Maternità surrogata, Italia e Corte Europea. Il Diritto 4.0.

23.04.2019 – 11.52 – La Corte Europea dei Diritti dell’Uomo (la CEDU) continua la sua battaglia politica per sostenere la diffusione delle famiglie moderne e promuovere la loro equiparazione alle famiglie in senso proprio. In una recente decisione, la CEDU si è occupata di una questione terminologica estremamente interessante che ci fa capire l’importanza delle parole e di come, alterandone il significato, alteriamo la realtà che ci circonda.
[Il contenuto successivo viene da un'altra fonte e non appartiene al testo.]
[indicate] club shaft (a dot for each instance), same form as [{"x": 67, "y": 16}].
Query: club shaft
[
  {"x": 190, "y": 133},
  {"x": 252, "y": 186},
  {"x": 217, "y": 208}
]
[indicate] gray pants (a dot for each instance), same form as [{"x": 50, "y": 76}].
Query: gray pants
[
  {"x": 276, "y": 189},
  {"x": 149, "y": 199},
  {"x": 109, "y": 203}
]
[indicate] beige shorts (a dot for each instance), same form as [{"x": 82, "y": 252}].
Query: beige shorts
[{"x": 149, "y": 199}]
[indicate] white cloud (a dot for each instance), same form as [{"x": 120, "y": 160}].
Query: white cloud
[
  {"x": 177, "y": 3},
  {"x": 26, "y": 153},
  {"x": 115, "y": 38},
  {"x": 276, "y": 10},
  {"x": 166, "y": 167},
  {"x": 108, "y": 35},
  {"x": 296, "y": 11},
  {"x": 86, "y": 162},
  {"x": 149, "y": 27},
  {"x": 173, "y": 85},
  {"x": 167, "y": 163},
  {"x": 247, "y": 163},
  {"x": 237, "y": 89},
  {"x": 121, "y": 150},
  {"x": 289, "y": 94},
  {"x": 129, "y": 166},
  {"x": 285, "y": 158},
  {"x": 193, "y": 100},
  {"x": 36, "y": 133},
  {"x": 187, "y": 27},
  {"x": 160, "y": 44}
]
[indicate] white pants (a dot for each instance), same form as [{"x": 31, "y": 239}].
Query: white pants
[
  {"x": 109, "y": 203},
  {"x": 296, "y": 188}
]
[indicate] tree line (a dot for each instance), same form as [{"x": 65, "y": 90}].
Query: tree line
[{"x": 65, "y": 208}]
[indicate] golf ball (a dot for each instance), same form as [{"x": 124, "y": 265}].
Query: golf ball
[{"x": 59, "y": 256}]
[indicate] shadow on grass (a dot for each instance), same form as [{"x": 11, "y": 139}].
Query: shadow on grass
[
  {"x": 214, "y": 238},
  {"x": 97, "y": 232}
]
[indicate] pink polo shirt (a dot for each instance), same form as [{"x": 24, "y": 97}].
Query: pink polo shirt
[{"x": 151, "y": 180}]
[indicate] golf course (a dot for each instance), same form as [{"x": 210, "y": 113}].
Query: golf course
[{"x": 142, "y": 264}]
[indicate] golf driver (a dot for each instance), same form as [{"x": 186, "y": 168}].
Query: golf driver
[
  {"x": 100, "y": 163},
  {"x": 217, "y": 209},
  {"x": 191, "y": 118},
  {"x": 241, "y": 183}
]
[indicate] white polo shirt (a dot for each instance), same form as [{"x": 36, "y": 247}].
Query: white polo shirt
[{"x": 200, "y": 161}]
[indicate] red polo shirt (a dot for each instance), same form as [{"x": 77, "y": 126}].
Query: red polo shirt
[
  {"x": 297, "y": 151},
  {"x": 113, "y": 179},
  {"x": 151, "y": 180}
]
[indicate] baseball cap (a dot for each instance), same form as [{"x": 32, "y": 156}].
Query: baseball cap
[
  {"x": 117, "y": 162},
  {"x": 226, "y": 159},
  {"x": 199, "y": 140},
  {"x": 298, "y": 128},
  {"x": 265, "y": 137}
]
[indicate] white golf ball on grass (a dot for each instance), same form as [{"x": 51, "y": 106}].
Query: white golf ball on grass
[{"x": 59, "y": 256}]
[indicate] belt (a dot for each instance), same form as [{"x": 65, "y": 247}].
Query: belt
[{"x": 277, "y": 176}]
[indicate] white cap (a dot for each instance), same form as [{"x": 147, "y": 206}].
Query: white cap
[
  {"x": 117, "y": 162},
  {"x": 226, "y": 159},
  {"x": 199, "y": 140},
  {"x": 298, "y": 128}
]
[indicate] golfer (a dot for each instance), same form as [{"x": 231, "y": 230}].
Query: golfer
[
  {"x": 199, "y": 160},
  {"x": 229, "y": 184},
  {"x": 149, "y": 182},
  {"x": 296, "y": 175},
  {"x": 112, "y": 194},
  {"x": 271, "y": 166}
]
Come noto, l’orientamento politico della CEDU è a favore della maternità surrogata o utero in affitto, cioè quella pratica con cui una coppia prende in affitto l’utero di un’altra donna che rinuncia alla maternità nei confronti del bambino, in favore della coppia committente, cioè della coppia che ha finanziato la gestazione del figlio.

La posizione teorica dell’Italia è riassunta nell’articolo art. 12.6 della legge 40/2004 che stabilisce: “Chiunque, in qualsiasi forma, realizza, organizza o pubblicizza … la surrogazione di maternità è punito con la reclusione da tre mesi a due anni e con la multa da 600.000 a un milione di euro”. Dunque, il contrasto è evidente: per l’Italia il figlio deve stare con chi lo ha generato (i genitori), per la CEDU con chi ha pagato la sua generazione.

Cosa dice oggi la CEDU? Con il parere del 10.04.2019 (Demande no P16-2018-001) la CEDU chiama la madre committente quale “madre d’intenzione” o “intenzionale” (la mère d’intention), così sottolineando il desiderio della donna d’avere un figlio e ponendo in secondo piano l’aspetto economico della vicenda. Dunque, per la CEDU, le persone che finanziano la generazione di un bambino non sono genitori committenti ma “genitori d’intenzione” o “intenzionali”. La questione non è trascurabile, perché ciò che si vuole far passare in secondo piano è invece il fulcro della vicenda. Proviamo a rispondere a queste domande: se proprio non è possibile che un figlio stia coi genitori, è giusto che stia con chi lo adotti secondo regole stabilite dallo Stato italiano, o è giusto che stia con chi può pagarselo? Il pagamento di una somma di denaro è sufficiente per far preferire una coppia di “genitori d’intenzione” rispetto ad un’altra?

Le tematiche sottese sono gravi e vibranti. In un prossimo articolo tornerò sull’argomento rispondendo a questa domanda: perché la Cappella Sistina è un’opera d’arte? Cominciamo a pensarci, poi ne riparliamo.